Combining Split output into PDF

Scan Tailor specific announcements, releases, workflows, tips, etc. NO FEATURE REQUESTS IN THIS FORUM, please.

Moderator: peterZ

Post Reply
jaffamuffin
Posts: 22
Joined: 21 Oct 2011, 09:51
Number of books owned: 0

Combining Split output into PDF

Post by jaffamuffin »

Hi all

I have a requirement to create an optimised PDF file, and I wonder what software can take the split output (binary + colour) and make a PDF that is a smaller filesize than compressiing the whole page including the binary as a JPG ?

My standard approach to PDF creation is a python script that uses img2pdf
jaffamuffin
Posts: 22
Joined: 21 Oct 2011, 09:51
Number of books owned: 0

Re: Combining Split output into PDF

Post by jaffamuffin »

Hmm after some tests It appears FineReader if the (undocumented) 'Mixed Raster' Option is ticked, will produce a PDF with binary and colour components on the same page, reducing the filesize significantly.

However it takes the processed single image from Scantailor as it's input.

Is there any known software that will take the split streams from scan tailor and combine them into a PDF (for example, if I didn't want to or couldn't use Abbyy Finereader, or didn't actually need OCR performed ) ?

Many thanks
zbgns
Posts: 61
Joined: 22 Dec 2016, 06:07
E-book readers owned: Tolino, Kindle
Number of books owned: 600
Country: Poland

Re: Combining Split output into PDF

Post by zbgns »

Adobe Acrobat in more recent versions does a good job with Scan Tailor output and creates such 'optimized' pdf files, where color and b&w content is segmented and compressed separately.
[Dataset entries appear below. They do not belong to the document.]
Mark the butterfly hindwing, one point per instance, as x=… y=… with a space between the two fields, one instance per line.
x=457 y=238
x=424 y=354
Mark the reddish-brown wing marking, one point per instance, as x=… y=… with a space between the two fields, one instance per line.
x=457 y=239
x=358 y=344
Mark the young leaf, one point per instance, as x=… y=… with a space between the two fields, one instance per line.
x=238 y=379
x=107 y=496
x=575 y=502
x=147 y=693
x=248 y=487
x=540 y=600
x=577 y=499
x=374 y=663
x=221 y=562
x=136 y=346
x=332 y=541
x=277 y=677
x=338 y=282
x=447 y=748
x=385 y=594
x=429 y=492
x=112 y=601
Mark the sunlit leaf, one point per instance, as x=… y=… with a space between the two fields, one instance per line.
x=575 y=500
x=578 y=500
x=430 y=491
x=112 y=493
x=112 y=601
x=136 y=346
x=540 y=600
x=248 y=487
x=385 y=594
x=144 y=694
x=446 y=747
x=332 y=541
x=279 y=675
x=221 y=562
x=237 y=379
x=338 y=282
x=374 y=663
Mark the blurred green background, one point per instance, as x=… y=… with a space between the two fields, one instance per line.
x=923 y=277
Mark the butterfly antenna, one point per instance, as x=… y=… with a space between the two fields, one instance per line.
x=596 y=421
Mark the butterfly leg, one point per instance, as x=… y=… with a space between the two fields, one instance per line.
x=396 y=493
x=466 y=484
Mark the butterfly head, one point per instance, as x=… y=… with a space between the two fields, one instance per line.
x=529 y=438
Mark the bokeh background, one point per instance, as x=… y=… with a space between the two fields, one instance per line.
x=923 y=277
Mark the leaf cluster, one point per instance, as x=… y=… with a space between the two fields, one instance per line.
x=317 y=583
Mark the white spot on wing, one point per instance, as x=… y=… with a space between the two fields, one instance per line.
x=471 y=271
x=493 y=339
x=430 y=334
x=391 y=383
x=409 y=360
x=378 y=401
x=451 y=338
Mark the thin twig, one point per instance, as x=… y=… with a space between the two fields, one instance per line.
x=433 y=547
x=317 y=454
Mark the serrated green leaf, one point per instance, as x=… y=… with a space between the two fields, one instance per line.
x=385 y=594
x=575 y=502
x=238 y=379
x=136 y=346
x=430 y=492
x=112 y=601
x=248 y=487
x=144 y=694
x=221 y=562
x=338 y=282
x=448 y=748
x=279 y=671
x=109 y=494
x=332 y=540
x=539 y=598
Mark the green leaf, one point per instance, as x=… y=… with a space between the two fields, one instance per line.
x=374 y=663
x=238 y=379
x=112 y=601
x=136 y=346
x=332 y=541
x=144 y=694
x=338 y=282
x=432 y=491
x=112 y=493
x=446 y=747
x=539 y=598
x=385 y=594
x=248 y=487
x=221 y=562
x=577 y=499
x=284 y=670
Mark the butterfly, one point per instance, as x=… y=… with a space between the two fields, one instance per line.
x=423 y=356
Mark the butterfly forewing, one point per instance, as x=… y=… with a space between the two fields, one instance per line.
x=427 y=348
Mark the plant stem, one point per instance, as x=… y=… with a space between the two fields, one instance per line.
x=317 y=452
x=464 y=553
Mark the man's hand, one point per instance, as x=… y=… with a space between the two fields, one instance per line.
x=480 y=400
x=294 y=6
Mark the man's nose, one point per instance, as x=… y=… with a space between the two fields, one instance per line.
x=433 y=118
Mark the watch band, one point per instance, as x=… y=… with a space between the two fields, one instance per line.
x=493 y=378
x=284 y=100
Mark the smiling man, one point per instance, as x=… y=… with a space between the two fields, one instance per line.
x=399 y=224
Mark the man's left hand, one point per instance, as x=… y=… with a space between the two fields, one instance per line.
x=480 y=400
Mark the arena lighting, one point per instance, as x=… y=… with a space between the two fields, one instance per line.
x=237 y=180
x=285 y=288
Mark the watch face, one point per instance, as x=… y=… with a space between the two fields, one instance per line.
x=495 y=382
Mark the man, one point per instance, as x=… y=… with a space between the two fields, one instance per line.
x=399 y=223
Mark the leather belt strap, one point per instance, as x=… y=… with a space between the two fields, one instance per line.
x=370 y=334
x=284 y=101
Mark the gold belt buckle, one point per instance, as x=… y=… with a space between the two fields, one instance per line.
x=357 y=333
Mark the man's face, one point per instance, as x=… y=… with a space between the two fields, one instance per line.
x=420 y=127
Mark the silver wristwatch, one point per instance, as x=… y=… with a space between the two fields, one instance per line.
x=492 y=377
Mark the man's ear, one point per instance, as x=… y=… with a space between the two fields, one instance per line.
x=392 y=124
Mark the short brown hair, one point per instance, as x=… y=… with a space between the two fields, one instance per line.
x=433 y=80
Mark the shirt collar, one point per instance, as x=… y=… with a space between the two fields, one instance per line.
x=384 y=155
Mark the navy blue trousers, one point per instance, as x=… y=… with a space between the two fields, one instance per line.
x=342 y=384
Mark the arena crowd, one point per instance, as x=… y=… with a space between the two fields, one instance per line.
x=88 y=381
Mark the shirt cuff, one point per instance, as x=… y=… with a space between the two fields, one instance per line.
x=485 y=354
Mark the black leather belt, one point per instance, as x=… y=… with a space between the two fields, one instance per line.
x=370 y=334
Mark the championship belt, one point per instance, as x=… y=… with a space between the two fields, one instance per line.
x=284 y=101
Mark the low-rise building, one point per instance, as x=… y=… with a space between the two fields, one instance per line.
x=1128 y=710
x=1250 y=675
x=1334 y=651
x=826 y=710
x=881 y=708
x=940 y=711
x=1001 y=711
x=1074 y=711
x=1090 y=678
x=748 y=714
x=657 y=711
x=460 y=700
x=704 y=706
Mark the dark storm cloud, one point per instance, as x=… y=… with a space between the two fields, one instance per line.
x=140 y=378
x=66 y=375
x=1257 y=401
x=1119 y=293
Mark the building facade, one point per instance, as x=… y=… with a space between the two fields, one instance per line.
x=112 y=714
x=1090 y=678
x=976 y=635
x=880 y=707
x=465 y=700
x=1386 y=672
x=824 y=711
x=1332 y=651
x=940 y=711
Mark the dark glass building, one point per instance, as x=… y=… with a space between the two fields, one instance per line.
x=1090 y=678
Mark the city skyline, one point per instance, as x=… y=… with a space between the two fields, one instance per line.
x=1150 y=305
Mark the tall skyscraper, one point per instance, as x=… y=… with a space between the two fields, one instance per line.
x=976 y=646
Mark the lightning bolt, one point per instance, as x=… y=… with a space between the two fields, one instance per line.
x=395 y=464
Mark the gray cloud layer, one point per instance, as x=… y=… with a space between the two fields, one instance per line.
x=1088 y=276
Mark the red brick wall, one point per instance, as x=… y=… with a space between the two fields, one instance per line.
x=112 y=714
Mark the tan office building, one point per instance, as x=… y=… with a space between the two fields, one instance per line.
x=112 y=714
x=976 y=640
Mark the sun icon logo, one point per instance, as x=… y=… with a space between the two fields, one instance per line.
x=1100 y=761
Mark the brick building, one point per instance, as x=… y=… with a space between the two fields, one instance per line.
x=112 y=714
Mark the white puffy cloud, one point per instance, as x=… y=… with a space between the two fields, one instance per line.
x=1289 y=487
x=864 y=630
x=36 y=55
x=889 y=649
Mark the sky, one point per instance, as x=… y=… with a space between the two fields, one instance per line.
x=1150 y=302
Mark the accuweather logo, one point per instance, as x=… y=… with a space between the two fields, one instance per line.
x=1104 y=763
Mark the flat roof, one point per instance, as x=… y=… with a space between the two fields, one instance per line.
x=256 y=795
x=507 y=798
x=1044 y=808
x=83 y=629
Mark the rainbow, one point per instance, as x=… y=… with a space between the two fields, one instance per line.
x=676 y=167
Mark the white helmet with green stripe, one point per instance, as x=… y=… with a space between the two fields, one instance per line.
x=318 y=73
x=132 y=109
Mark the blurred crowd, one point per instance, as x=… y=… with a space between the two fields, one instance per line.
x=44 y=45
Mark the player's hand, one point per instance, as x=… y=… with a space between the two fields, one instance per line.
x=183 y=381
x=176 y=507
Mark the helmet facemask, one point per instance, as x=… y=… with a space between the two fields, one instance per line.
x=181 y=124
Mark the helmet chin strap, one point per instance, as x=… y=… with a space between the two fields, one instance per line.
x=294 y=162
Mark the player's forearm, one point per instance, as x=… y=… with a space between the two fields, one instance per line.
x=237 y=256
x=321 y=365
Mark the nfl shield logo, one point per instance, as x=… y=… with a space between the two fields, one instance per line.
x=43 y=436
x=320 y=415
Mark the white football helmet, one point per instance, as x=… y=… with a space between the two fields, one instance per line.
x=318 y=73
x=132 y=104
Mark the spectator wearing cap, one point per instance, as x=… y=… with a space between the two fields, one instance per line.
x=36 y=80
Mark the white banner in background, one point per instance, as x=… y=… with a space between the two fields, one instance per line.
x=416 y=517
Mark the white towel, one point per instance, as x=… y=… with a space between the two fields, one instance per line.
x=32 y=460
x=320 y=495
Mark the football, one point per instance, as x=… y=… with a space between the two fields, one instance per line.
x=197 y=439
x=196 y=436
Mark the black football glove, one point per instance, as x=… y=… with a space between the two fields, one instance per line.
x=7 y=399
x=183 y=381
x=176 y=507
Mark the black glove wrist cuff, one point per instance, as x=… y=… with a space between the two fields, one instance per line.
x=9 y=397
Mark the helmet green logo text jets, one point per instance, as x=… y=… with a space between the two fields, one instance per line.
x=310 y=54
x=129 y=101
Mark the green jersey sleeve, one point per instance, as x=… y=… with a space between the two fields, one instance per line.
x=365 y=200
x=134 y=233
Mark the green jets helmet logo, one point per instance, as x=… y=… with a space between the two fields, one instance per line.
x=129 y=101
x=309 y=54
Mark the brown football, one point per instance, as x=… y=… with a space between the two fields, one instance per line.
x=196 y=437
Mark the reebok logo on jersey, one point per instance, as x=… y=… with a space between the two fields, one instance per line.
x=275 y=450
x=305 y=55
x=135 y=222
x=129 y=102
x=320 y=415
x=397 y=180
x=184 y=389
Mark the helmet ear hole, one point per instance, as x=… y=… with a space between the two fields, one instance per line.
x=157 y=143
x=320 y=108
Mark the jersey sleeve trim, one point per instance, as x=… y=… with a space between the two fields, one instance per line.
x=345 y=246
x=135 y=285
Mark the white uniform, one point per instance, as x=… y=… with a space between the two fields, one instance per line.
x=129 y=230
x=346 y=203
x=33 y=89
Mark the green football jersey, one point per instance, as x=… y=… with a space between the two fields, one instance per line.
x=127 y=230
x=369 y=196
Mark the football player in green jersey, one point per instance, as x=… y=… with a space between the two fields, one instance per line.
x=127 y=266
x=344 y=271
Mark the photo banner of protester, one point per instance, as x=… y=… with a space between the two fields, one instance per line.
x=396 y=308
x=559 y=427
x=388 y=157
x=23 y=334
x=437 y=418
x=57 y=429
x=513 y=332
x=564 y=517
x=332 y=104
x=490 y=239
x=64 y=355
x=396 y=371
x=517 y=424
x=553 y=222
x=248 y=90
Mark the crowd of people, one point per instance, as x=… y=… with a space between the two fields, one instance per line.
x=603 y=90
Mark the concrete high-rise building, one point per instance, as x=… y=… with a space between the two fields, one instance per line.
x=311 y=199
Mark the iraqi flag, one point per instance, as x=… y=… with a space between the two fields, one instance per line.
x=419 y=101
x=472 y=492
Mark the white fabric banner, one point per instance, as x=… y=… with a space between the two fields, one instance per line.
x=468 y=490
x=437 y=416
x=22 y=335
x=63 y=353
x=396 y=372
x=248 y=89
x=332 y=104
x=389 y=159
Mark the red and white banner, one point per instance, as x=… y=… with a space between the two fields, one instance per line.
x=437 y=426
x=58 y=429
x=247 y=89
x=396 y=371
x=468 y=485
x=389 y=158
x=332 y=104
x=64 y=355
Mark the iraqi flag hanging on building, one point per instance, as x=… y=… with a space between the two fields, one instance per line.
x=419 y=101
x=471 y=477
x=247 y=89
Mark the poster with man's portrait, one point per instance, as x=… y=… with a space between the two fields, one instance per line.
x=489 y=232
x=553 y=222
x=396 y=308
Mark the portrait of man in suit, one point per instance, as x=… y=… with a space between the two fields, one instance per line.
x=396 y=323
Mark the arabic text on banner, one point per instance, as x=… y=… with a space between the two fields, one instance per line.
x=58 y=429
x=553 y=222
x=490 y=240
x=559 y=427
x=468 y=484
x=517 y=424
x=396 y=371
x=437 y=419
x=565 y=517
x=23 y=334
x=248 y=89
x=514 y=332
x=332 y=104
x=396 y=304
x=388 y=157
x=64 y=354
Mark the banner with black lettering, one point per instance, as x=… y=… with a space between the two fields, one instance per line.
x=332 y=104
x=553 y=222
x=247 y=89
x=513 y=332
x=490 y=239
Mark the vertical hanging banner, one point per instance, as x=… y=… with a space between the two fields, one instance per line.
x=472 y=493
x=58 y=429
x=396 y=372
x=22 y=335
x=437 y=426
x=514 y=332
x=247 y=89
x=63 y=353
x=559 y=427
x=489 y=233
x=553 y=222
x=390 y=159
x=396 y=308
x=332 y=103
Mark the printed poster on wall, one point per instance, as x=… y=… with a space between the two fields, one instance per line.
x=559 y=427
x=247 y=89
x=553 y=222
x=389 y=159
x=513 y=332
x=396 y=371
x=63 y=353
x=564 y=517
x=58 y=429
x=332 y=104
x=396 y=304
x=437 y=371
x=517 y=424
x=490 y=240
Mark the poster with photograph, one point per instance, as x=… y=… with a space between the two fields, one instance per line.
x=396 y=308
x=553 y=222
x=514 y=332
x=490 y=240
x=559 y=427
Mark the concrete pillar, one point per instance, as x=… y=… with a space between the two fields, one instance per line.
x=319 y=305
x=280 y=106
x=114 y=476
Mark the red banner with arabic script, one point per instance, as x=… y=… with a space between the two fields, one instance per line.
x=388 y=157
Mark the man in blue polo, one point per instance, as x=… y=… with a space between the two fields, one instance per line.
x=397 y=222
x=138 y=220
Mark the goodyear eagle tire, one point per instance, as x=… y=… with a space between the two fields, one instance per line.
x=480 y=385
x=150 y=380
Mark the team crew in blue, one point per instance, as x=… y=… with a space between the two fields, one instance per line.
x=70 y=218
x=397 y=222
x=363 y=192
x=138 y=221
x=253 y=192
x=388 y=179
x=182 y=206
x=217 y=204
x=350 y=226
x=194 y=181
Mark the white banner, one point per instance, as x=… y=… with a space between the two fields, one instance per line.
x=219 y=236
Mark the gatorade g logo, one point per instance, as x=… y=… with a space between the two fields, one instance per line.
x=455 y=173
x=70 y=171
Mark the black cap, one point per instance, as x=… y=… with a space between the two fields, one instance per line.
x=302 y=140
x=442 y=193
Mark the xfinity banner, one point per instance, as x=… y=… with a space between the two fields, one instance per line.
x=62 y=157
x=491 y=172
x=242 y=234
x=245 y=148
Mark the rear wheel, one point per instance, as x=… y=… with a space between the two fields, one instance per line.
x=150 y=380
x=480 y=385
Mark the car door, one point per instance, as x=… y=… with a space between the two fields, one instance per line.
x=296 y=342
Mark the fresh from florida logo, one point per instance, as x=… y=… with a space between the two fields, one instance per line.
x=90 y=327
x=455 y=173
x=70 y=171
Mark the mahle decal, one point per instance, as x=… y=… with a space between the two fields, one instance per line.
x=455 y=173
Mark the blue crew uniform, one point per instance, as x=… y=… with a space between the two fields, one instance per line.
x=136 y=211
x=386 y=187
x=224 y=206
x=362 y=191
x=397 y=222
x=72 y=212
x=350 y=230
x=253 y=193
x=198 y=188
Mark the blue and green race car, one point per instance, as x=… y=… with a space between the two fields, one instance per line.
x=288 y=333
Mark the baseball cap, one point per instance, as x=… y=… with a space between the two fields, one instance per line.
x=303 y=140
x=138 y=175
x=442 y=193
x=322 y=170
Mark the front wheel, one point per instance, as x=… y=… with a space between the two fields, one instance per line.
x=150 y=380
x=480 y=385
The result seems to me to be similar to Abbyy FineReader MRC compression model.
dpc
Posts: 379
Joined: 01 Apr 2011, 18:05
Number of books owned: 0
Location: Issaquah, WA

Re: Combining Split output into PDF

Post by dpc »

@jeffamuffin

If you don't mind, will you post the file size savings of your work so that we can get a rough idea of what one could expect by going this route? Thanks!
jaffamuffin
Posts: 22
Joined: 21 Oct 2011, 09:51
Number of books owned: 0

Re: Combining Split output into PDF

Post by jaffamuffin »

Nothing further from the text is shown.